I suppose I should add that I like teaching reasoning skills rather than teaching that Religion Is Bad because, you know, I could be wrong. They’ll need to work that one out themselves.
Teach religion. Under most circumstances, I’d fight hard to keep religion out of schools. But my kids’ school teaches a lot of religion, and I couldn’t be happier. Why? Because they teach everything from Norse myths to Hinduism. They go through Greek and Roman mythology, the lives of Catholic saints, and Australian Aboriginal creation legends. By presenting Christian fables as one set of stories among many, it naturally raises the question: what claim does this religion have as the ‘true one’ when so many other people have believed so many things? Why does Mom believe in Jesus and not Zeus?
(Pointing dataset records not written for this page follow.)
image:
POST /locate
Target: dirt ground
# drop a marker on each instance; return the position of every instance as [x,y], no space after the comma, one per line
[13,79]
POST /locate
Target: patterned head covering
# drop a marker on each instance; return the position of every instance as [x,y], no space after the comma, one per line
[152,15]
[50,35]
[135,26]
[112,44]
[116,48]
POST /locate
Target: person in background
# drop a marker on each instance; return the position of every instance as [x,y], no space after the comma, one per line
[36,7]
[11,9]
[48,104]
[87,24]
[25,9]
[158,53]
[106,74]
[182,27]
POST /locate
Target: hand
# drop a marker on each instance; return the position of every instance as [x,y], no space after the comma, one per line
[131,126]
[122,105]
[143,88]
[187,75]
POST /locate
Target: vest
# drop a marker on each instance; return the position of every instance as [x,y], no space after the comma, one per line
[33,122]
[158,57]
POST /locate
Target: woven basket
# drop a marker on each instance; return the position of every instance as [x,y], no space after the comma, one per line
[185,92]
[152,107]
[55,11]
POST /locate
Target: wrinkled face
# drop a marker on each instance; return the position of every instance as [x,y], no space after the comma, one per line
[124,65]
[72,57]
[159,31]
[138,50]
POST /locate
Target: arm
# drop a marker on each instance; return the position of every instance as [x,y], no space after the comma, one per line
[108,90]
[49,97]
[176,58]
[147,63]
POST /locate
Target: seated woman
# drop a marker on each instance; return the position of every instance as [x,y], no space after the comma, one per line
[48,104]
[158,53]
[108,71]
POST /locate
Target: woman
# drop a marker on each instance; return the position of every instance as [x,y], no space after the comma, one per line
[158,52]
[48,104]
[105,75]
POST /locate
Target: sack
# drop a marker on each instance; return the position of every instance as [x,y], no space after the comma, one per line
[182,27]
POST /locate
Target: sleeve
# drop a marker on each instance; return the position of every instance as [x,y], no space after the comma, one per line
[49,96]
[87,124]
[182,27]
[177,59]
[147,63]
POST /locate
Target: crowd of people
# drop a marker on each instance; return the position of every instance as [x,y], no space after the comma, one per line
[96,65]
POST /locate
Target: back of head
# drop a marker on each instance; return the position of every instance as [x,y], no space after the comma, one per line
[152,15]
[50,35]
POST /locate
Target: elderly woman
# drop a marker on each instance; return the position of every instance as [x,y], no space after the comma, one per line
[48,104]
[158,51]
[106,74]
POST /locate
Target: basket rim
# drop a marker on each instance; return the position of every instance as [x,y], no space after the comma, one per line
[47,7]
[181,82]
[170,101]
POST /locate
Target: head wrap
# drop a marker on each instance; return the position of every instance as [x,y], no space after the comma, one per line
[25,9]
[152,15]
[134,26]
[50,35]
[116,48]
There’s an added benefit to telling my kids religious stories: it inoculates them. Parents who raise their children without religious instruction run the risk of them contracting it in a world of infected people. I’ve seen a number of cases where parents do a great job of raising kids secular, but then later in life someone gives them a copy of ‘Mere Christianity’ and they think it’s the greatest thing they’ve ever seen. If they’d been taught about Christian mythology (and Greek, and Norse, etc), they’d realise they’d heard it before, and we wouldn’t get them in church saying “My family doesn’t know about the Gospel.”
So I don’t mind so much when the boys go off to church with their mother. I just wave and say “Bye kids! Remember to ask for evidence!”
I don’t envy their Sunday School teacher.